Les choses n’ont pas été aussi faciles pour Latika Bhardwaj. « La Pologne n’est pas habituée aux immigrés de couleur », dit l’analyste de facturation de 26 ans qui est venue en Pologne d’Auckland, il y a un an, pour le travail. « Je ne dis pas que tous les Polonais sont des racistes », insiste-t-elle, mais elle fait néanmoins remarquer qu’elle a éprouvé, notamment dans les commerces, de l’hostilité qu’elle attribue à sa couleur de peau.

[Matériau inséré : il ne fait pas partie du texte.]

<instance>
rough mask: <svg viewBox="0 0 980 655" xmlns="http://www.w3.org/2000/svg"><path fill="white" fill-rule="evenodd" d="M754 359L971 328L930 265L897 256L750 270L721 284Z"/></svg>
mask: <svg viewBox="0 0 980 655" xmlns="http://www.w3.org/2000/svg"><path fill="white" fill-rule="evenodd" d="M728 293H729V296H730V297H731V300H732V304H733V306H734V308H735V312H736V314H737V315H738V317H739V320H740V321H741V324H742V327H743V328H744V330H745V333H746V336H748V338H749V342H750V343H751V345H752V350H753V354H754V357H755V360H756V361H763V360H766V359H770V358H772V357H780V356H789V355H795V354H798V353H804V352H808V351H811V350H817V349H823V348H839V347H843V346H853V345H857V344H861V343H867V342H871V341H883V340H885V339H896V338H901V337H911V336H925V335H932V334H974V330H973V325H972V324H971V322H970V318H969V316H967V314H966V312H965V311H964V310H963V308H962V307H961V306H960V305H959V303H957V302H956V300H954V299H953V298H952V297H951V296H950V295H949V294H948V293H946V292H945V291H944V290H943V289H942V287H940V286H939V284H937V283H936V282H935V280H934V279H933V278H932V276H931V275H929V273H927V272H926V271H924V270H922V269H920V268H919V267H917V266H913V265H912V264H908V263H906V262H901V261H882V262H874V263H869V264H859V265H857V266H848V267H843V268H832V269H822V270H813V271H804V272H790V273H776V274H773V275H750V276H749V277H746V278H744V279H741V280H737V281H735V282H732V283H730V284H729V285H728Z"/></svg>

Selon de nouvelles enquêtes du Bureau des institutions démocratiques et des droits de l’homme (BIDDH) de l’OSCE et du Commissaire des droits de l’homme pour la Pologne, les crimes de haine à l’encontre de migrants (en particulier d’Afrique et d’Ukraine et les personnes présumées musulmanes) sont systématiquement sous-estimés en Pologne. Et chaque année, la Marche de commémoration de l’indépendance du 11 novembre, organisée par des groupes nationalistes et d’extrême droite, dégénère avec des incidents, des chants racistes et xénophobes et des heurts. Cela n’empêchera pourtant pas Latika Bhardwaj de faire sa vie en Pologne. « Pourquoi devrais-je quitter ce pays ? En Nouvelle-Zélande, j’ai travaillé en-dessous de mes compétences. J’ai toujours voulu un emploi mêlant affaires et français, et je l’ai trouvé ici. Des gens [racistes] comme ceux-là, vous en trouverez partout. Vous ne pouvez pas prendre vos décisions en fonction d’eux », lance-t-elle d’un ton de défi.